A few things spring to mind:
- Everyone's pain is a 10!
- FEAR (False Evidence Appearing Real)
- HALT (Hungry, Angry, Lonely, Tired)
NOT being any sort of mental health expert, except in that I have had to live with my head for 55 years (!), it seems important these days to focus on the cause and not the symtom - and, of course, that if you want something different to happen, then you have to do something different. My simple technique for this has seen me spend money on a mentor or guide to be accountable to.
Anyway, on the cause element, I have heard a few phrases or approaches recently, which have allowed me to feel better.
I similarly feel slightly guilty that I still carry all my childhood trauma wrapped around me like an uncomfortable cloak, but the phrase I heard just over the weekend, was that everyone's pain is a 10! Which is exactly right. We only know what we know. Have only felt what we have felt. Of course many have it worse, but they are not us. We should allow ourselves to accept that what happened hit our own 10! Having accepted that, perhaps we can start to move on.
These other points of FEAR and HALT are used in all sorts of phycho-analytical work, but I hadn't heard them until fairly recently. But I think they start to strip the symptom away and allow focus to be applied to the cause. Or maybe I mean that light can reach the cause, and we all know that shedding light on something can remove the worry.
False Evidence Appearing Real clearly speaks to the fallout of believing what was said or how one felt during the periods of pain that reached 10. But these don't have to define us. We know this, but it seems hard to believe yourself as you try to crawl out from under the weight of those beliefs.

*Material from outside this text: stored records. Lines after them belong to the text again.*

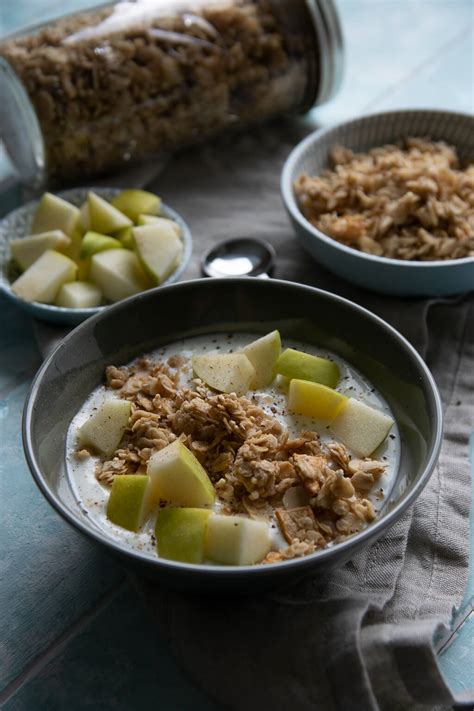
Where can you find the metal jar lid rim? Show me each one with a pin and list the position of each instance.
(329, 65)
(20, 129)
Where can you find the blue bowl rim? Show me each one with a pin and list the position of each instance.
(298, 564)
(43, 310)
(292, 206)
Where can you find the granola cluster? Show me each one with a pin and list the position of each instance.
(411, 203)
(316, 493)
(125, 82)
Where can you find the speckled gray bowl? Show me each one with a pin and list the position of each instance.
(144, 322)
(17, 225)
(390, 276)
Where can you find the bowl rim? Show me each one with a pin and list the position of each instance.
(296, 564)
(290, 202)
(42, 310)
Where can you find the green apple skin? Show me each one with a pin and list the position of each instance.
(93, 243)
(361, 428)
(104, 429)
(79, 295)
(118, 273)
(263, 354)
(84, 220)
(302, 366)
(159, 250)
(177, 477)
(27, 250)
(135, 202)
(41, 282)
(225, 372)
(181, 533)
(54, 213)
(104, 217)
(126, 506)
(236, 540)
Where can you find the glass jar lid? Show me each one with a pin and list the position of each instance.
(19, 128)
(328, 64)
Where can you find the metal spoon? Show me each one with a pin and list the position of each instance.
(240, 256)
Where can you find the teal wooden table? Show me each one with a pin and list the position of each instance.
(73, 633)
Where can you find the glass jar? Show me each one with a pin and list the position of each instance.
(85, 94)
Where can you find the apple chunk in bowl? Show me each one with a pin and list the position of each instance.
(66, 256)
(213, 312)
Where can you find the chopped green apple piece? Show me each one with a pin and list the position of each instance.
(105, 428)
(302, 366)
(127, 505)
(234, 540)
(153, 219)
(125, 236)
(54, 213)
(79, 295)
(84, 219)
(225, 372)
(42, 281)
(73, 250)
(159, 250)
(360, 427)
(118, 274)
(263, 354)
(315, 400)
(93, 242)
(104, 217)
(180, 534)
(27, 250)
(83, 268)
(178, 477)
(135, 202)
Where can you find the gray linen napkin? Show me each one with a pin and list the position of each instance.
(361, 638)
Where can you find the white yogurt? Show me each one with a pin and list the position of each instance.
(93, 496)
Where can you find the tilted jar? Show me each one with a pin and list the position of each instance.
(91, 91)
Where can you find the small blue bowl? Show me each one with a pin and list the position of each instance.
(17, 224)
(389, 276)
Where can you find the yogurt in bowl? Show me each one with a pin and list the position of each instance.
(267, 463)
(164, 321)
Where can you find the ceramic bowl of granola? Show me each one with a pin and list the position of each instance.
(204, 432)
(385, 201)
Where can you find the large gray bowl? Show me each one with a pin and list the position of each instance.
(143, 322)
(389, 276)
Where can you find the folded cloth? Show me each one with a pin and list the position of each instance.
(361, 638)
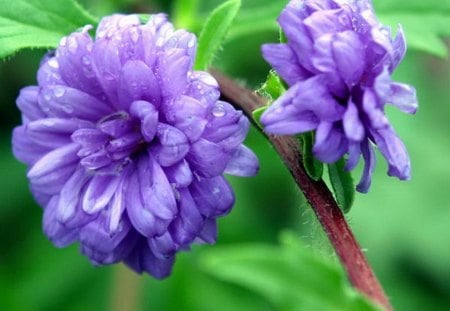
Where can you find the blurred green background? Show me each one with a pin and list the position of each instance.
(403, 226)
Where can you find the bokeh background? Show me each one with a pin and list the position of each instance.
(403, 226)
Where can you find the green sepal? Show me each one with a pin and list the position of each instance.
(214, 32)
(257, 113)
(313, 167)
(342, 185)
(273, 87)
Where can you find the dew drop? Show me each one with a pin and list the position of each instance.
(47, 96)
(63, 41)
(59, 91)
(191, 42)
(218, 110)
(68, 108)
(72, 44)
(101, 34)
(209, 80)
(134, 34)
(108, 76)
(53, 63)
(85, 59)
(160, 42)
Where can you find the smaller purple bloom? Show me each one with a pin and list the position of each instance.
(338, 62)
(127, 145)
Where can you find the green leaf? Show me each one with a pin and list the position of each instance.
(313, 166)
(214, 32)
(425, 23)
(257, 19)
(342, 184)
(257, 113)
(185, 13)
(290, 276)
(273, 87)
(38, 23)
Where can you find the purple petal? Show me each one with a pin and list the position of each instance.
(55, 231)
(96, 236)
(189, 115)
(399, 48)
(243, 163)
(70, 195)
(163, 246)
(54, 160)
(283, 118)
(298, 37)
(179, 173)
(330, 144)
(54, 132)
(24, 148)
(99, 192)
(28, 104)
(209, 232)
(138, 82)
(156, 191)
(148, 115)
(328, 21)
(213, 196)
(171, 147)
(284, 61)
(189, 222)
(66, 102)
(354, 153)
(394, 151)
(353, 127)
(143, 259)
(173, 66)
(207, 159)
(369, 166)
(75, 63)
(142, 219)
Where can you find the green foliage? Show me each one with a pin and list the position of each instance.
(257, 18)
(290, 276)
(214, 32)
(313, 167)
(257, 113)
(38, 23)
(410, 252)
(425, 22)
(185, 13)
(342, 185)
(273, 87)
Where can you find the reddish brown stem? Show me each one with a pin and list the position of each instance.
(322, 202)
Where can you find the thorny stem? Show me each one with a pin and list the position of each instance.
(322, 202)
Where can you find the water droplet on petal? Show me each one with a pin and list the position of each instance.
(191, 42)
(160, 42)
(53, 63)
(63, 41)
(108, 76)
(47, 96)
(134, 34)
(101, 34)
(59, 91)
(218, 110)
(68, 108)
(72, 44)
(85, 59)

One step at a time, but we should keep questioning these bad thoughts and interrogate the FEAR and start building our own evidence supporting the thinking that we can do what we want or are better than we feel.

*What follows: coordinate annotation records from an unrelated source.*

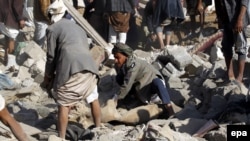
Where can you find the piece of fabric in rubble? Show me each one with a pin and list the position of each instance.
(6, 82)
(76, 132)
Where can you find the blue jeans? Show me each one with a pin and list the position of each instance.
(160, 88)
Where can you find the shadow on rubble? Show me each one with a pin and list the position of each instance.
(236, 111)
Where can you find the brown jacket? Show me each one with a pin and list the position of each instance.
(40, 10)
(11, 12)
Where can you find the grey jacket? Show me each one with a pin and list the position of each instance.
(139, 74)
(68, 51)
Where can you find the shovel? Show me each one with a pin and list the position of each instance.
(202, 17)
(248, 93)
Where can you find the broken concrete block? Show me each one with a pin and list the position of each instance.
(216, 54)
(12, 62)
(29, 62)
(192, 68)
(27, 82)
(177, 96)
(217, 71)
(23, 73)
(98, 53)
(174, 83)
(141, 114)
(220, 134)
(179, 56)
(40, 65)
(205, 57)
(198, 81)
(217, 106)
(34, 51)
(198, 59)
(173, 71)
(189, 111)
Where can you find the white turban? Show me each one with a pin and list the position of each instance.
(56, 10)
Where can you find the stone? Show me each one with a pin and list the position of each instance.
(34, 51)
(179, 56)
(29, 62)
(174, 83)
(23, 73)
(189, 111)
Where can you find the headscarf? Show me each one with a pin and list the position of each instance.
(122, 48)
(56, 10)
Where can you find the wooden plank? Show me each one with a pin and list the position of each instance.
(91, 32)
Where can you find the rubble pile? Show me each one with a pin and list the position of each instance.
(204, 103)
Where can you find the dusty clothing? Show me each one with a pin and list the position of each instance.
(231, 10)
(138, 74)
(119, 21)
(11, 12)
(167, 9)
(78, 87)
(40, 10)
(68, 52)
(192, 6)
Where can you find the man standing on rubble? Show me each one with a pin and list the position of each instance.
(70, 65)
(234, 17)
(11, 20)
(139, 77)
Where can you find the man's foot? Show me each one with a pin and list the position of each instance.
(170, 110)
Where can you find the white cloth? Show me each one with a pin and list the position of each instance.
(2, 103)
(57, 10)
(10, 32)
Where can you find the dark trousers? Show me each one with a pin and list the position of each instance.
(160, 88)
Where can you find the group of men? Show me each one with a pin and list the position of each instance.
(73, 73)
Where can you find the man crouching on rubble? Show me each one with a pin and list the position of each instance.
(137, 75)
(70, 66)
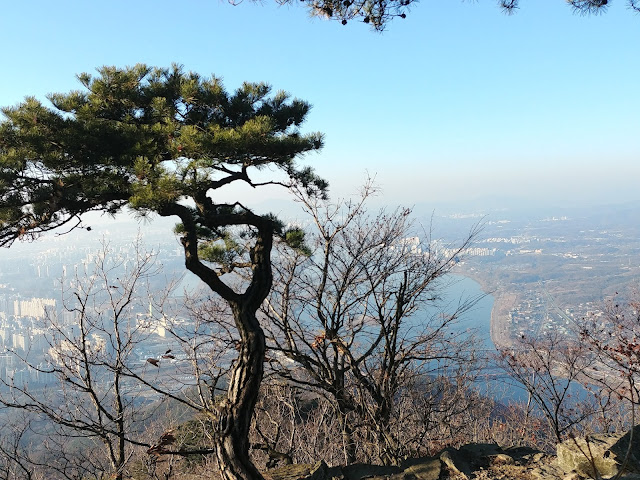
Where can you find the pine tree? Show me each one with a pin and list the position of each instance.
(162, 141)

HALT is then the synonym that does seem to get to the heart of why we are taking our own pain out on ourselves. Taking a beat and asking ourselves why we are (again!!) taking these steps to sabotage ourselves is so easy with HALT. It has been amazing to me to realise that, more often than not, being Hungry, Angry, Lonely or Tired can really quickly identify the cause for the backstep and by addressing that, one can avoid the bad behaviour that is the symptom of the pain.
Anyway, perhaps all very phase 1 analysis, but it has changed much of what I am doing and allowed me to change some behaviours where I want to. And as we know, changing nothing changes nothing.